Desh stepped over to the captain’s seat, and Donovan watched, incredulous, as he began responding as though he were Ishimoto’s captain. “Send what drones we can spare to scoop them up,” he said. “Have Miss Persephone, Tao of Piety, and No Forgiveness store them for now.” He looked over at Donovan. “You’ll want your Chief Political Officer up here quickly, so that you two can activate Pacifier together. I believe his name is Mosier?”
Donovan started to say something, but Kalder gave him a look, and Donovan moved to obey.
Suddenly, the man in the sensor room shouted, “Conn, we’ve got—”
Before he could finish, the worldship materialized in front of them. A 2,000-mile-long behemoth, like something extracted from a nightmare and made solid. Silvery in places, blackened in others, like charred metal, with runnels of red energy that pulsed like veins of magma, it looked almost like an elongated moon. The cephaloi majors extended outward, groping silently and slowly at the darkness. The tips of those slithery fingers flashed red and orange as they skirted Deirdra’s atmosphere.

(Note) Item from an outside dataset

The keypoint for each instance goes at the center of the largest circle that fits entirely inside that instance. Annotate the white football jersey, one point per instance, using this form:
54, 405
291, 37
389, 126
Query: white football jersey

It straddled the planet’s terminator line, the back half emerging slowly from darkness like a predator from its hiding spot. Its cephaloi minors undulated as if in a breeze.
Donovan shouted across CIC, putting Kalder on the spot this time, for all to see. “Senator! We cannot stand against this! There can be no more waiting, we must turn back before—”
“Right on time,” Kalder said, pointing at the main viewscreen as the s’Dar Watchtower, almost twice as big as when they left it, arrived in a shower of lights.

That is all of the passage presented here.